How far would you be willing to push yourself to increase your life span of 500% ? A species of ant engages in brutal fights across the colony to replace the recently deceased queens, and the victor not only wins the throne but also gains a dramatic increase in her longevity.
When a queen dies, Indian jumping ants (Arpegnathos jumper) fight over which worker will take his place. To win the crown it is not enough to lay eggs, you also have to live 500% longer than the average worker. Now scientists may have discovered how surrogate queens slow their aging.
The secret lies in a protein called Imp-L2, which counteracts some of the effects of insulin in the surrogate queen ant’s body, according to a new study published Thursday (Sept. 1) in the journal Science.
In general, the hormone insulin helps direct sugar from the circulatory system to the cells, where it can be used as fuel. Surrogate queens – officially called pseudo-queens or gamergates, referring to the Greek words for “married worker” and not the misogynist GamerGate online harassment campaign – must increase their insulin production to cope with the staggering amount of food they need. to eat.
“If you want to lay eggs, you have to have a lot of insulin because you are constantly eating,” Claude Desplan, a professor of biology and neural sciences at New York University, co-lead author, told Live Science.
While necessary, this influx of insulin should theoretically pose a problem: in addition to helping transport sugar into cells, insulin triggers several molecular chain reactions, some of which contribute to the aging process. Specifically, the “Akt signaling pathway” – which mediates many cellular functions, from metabolism to cell survival – can be activated by insulin and has long been linked to aging and age-related diseases.
So if a pseudo-queen starts producing huge amounts of insulin, she should theoretically age faster than the average worker ant, which doesn’t produce as much of this hormone. “But in the case of these ants, it’s the exact opposite,” Desplan said. The average lifespan of a typical worker ant is nearly eight months, while pseudoregins can live about three years and three months. “This is a huge lifespan extension,” he said.
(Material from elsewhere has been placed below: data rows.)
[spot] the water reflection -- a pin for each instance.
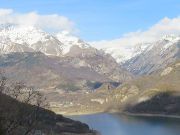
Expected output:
(109, 124)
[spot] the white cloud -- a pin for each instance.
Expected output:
(164, 27)
(51, 22)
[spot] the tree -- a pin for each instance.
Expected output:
(16, 117)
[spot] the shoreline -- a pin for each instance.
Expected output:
(150, 115)
(124, 113)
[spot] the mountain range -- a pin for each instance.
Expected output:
(31, 55)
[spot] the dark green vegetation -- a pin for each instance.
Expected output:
(21, 113)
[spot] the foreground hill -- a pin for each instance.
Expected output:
(46, 123)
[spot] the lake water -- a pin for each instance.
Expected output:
(113, 124)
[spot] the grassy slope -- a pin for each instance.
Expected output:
(47, 121)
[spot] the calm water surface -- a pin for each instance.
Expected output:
(113, 124)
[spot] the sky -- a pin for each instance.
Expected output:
(96, 20)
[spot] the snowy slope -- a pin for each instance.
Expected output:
(34, 39)
(123, 53)
(69, 41)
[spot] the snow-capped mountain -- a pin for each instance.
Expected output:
(155, 56)
(123, 53)
(31, 38)
(29, 53)
(69, 41)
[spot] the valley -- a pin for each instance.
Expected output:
(78, 79)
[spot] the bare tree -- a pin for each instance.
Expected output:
(15, 115)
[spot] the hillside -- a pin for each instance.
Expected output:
(63, 61)
(46, 122)
(152, 94)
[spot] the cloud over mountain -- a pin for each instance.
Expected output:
(48, 22)
(166, 26)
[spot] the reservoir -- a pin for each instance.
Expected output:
(114, 124)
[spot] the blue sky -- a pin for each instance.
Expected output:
(102, 19)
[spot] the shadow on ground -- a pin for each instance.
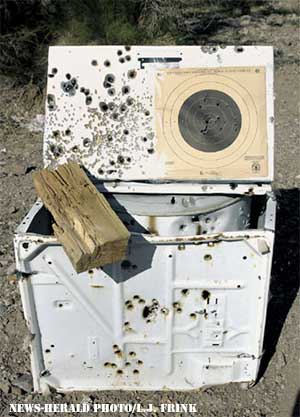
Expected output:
(285, 270)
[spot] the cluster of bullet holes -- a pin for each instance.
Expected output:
(70, 85)
(56, 150)
(88, 97)
(53, 73)
(51, 102)
(127, 363)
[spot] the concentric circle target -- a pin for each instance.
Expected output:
(209, 120)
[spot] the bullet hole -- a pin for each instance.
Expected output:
(110, 78)
(125, 264)
(106, 84)
(88, 100)
(131, 74)
(51, 102)
(146, 312)
(86, 142)
(125, 89)
(103, 106)
(111, 91)
(69, 87)
(239, 49)
(205, 294)
(56, 150)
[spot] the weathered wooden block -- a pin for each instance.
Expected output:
(89, 230)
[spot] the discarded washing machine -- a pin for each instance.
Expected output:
(180, 140)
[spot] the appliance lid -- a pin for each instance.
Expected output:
(161, 114)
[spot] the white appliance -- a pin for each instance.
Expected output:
(180, 140)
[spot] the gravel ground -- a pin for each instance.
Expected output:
(277, 390)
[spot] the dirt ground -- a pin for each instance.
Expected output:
(277, 391)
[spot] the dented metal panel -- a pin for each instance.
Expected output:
(174, 315)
Interestingly, if a pseudoregina is placed in another colony with an already established ruler, she will go back to being a normal worker, Desplan said. These ancient pseudo-queens are called “revertants” and have a lifespan similar to workers. Somehow only queens and pseudo-queens, despite all their insulin, manage to survive for years.
To resolve this apparent paradox, Desplan teamed up with his longtime collaborator, Danny Reinberg, a professor of biochemistry and molecular pharmacology at New York University’s Grossman School of Medicine.
Their team took tissue samples from workers, regressives and pseudo-employees of H. jumper, focusing on the tissues involved in metabolism and reproduction. These included the brain, ovaries, adipose tissue, an organ similar to the human liver, and adipose (fat). Using a technique called mass RNA sequencing, the team analyzed which proteins were being built in the sampled tissues. A molecular cousin of DNA, RNA carries genetic instructions on how to build proteins, passing those blueprints from the cell’s command center to one of the cell’s protein building sites.
Taking a look at these instructions for RNA (yes, like that good old vaccine), the team found that, compared to female workers and revertants, pseudo-queens produced significantly more insulin in the brain and started producing more fat. and vitellogenin, a precursor to egg yolk – in the fat body. Some of these resources from the fat body have been transported to the ovaries, to support egg production, and some of the fat has been used to create a unique pheromone that only exudes queens and pseudoregins. (It is the disappearance of this pheromone in a nest that prompts worker ants to fight a duel after the death of their queen.)
When pseudo-queens produce insulin, their ovaries grow and develop so they can carry eggs. Insulin directs this process of ovarian maturation through the “MAPK signaling pathway”, another chain of chemical reactions that can be triggered by insulin. At the same time, the team found that the ovaries produce Imp-L2, which essentially blocks the Akt signaling pathway, which could otherwise cause rapid aging in pseudo-queens.
The team determined that the Imp-L2 secreted by the ovaries also travels in the fat body and acts as an anti-aging shield for this organ as well.
“The two main branches of the insulin signaling pathway, MAPK and Akt, appear to differentially regulate fertility and lifespan, with an increase in signaling in one promoting reproduction in pseudoregins and a decrease in signaling in pseudoregins. other than that it is consistent with their increased longevity, “Reinberg said in a statement.
The next step for the team will be figuring out how Imp-L2 only blocks the pathway related to aging and not the one related to reproduction, Desplan told Live Science. The team plans to study the effects of the insulin-blocking protein in other insects, including fruit flies, and thus possibly in mammals.
“We don’t know exactly what’s going to happen,” Desplan said. “Flies and ants aren’t exactly alike.” And it’s even more difficult to predict whether the anti-aging benefits that Imp-L2 brings to Indian jumping ants will apply to non-insects, such as mammals, he added.